387 lines (317 loc) · 13.9 KB

An HBase REPL

This is the beginnings of a tiny utility library for working with HBase in the REPL.

Author: Kyle Oba ;; mudphone ;; koba <!!asterisk> mudphone.com

QUICK START:

  1. clone the repo
  2. install leiningen (the Clojure dependency manager thingy): http://github.com/technomancy/leiningen
  3. go to project root dir $ cd hbase-runner
  4. install dependencies $ lein deps
  5. execute this command from the project root dir: $ ./hbase-repl.sh
  6. connect with this command: user=> (start-hbase-repl)
  7. do stuff, like list all tables: user=> (list-all-tables)
  8. see below for comprehensive set-up instructions...
  9. explore!

PROJECT GOALS:

  • Make this a comprehensive replacement for the HBase Shell.
  • Allow non-lisp programmers to use this tool with ease.
  • Allow ease of exploration of HBase data values and location.

What's new:

  • Now using HBase 0.20.3 for active development.

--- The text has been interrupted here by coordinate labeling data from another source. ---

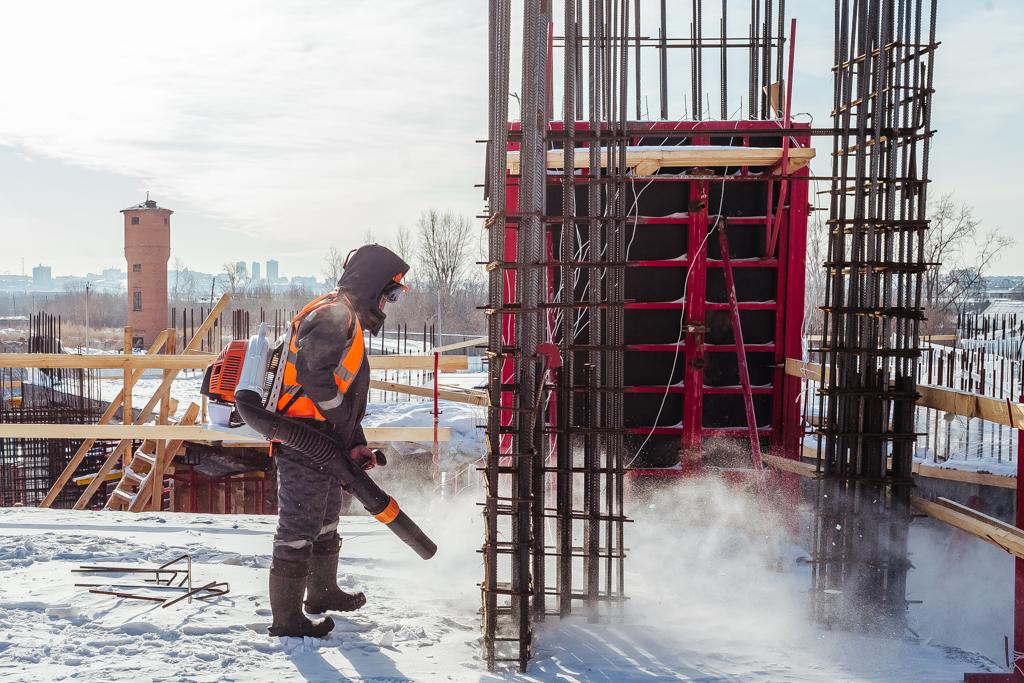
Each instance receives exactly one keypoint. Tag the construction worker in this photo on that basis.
(326, 381)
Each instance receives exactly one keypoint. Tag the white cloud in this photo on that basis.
(305, 115)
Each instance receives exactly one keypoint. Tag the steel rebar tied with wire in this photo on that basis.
(559, 245)
(884, 58)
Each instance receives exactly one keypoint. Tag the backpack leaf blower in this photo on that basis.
(255, 365)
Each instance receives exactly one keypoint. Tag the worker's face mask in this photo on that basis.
(392, 293)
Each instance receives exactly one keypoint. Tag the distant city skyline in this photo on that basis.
(271, 130)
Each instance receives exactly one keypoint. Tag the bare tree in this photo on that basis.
(235, 278)
(960, 286)
(444, 251)
(334, 264)
(814, 290)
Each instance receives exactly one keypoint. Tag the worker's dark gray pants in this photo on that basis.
(309, 499)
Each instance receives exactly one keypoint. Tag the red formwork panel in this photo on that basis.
(679, 358)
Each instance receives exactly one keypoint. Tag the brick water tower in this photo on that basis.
(147, 247)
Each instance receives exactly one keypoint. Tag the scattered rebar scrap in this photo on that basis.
(175, 575)
(559, 430)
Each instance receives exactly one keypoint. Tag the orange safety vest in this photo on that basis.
(298, 404)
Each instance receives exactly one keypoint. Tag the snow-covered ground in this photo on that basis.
(702, 606)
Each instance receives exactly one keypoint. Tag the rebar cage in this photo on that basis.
(560, 296)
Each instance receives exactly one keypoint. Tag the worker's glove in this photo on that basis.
(363, 457)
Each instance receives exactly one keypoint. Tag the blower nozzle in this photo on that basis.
(321, 449)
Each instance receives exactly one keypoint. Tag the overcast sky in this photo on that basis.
(276, 129)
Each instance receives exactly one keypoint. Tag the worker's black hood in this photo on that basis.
(369, 270)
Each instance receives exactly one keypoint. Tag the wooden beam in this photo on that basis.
(934, 472)
(476, 341)
(648, 160)
(105, 361)
(108, 415)
(87, 478)
(473, 397)
(788, 465)
(982, 526)
(998, 411)
(163, 457)
(425, 361)
(189, 433)
(803, 370)
(201, 360)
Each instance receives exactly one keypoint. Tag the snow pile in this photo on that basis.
(467, 444)
(702, 605)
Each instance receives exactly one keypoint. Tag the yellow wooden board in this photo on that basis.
(647, 160)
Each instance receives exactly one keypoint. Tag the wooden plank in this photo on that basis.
(977, 524)
(103, 470)
(188, 360)
(456, 395)
(107, 416)
(107, 361)
(476, 341)
(126, 397)
(972, 406)
(647, 160)
(156, 483)
(87, 478)
(788, 465)
(146, 495)
(417, 361)
(143, 417)
(966, 476)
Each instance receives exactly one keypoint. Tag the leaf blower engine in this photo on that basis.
(246, 381)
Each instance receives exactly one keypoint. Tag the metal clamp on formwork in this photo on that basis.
(168, 584)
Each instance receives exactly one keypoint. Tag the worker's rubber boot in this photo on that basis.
(323, 593)
(288, 581)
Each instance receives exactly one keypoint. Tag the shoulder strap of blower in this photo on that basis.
(326, 300)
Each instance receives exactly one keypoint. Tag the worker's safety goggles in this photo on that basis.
(393, 292)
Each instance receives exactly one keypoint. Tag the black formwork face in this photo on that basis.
(658, 257)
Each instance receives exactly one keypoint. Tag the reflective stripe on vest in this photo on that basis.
(298, 404)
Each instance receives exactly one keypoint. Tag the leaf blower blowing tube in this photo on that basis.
(321, 449)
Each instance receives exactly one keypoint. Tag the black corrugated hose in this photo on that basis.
(321, 450)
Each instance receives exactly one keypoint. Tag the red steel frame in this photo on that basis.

  • Connections to HBase are now configured via the config/connections.clj file. This is basically a Clojure map with connection settings. This means that hbase-site.xml is no longer required for hbase-runner to find your master.

Some notes:

  • The HBase jars must be on your classpath (including Zookeeper). They are currently included in lib/java and are put on the REPL classpath (if you use the included hbase-repl.sh script). If you do not use the hbase-repl.sh script, you have to add these jars to your classpath manually (or however you normally do it).

  • For rlwrap goodness at the REPL (including tab-completion):

    1. make sure you have rlwrap installed (you can get it from macports if you're a mac drone).
    2. Also, set up your ~/.inputrc file (a sample is in config/.inputrc).
    3. Then, create a ~/.clj_completions file (you can run utils/completions.clj to create one). Run this: $> hbase-repl.sh utils/completions.clj
    4. If that doesn't work for you, you can copy the .clj_completions.sample file to ~/.clj_completions
  • There's a test suite. But, it's not comprehensive yet. To run it, do this:

    1. Running tests from the command-line: $> ./run_tests.sh This is probably the best way to run all the tests at once.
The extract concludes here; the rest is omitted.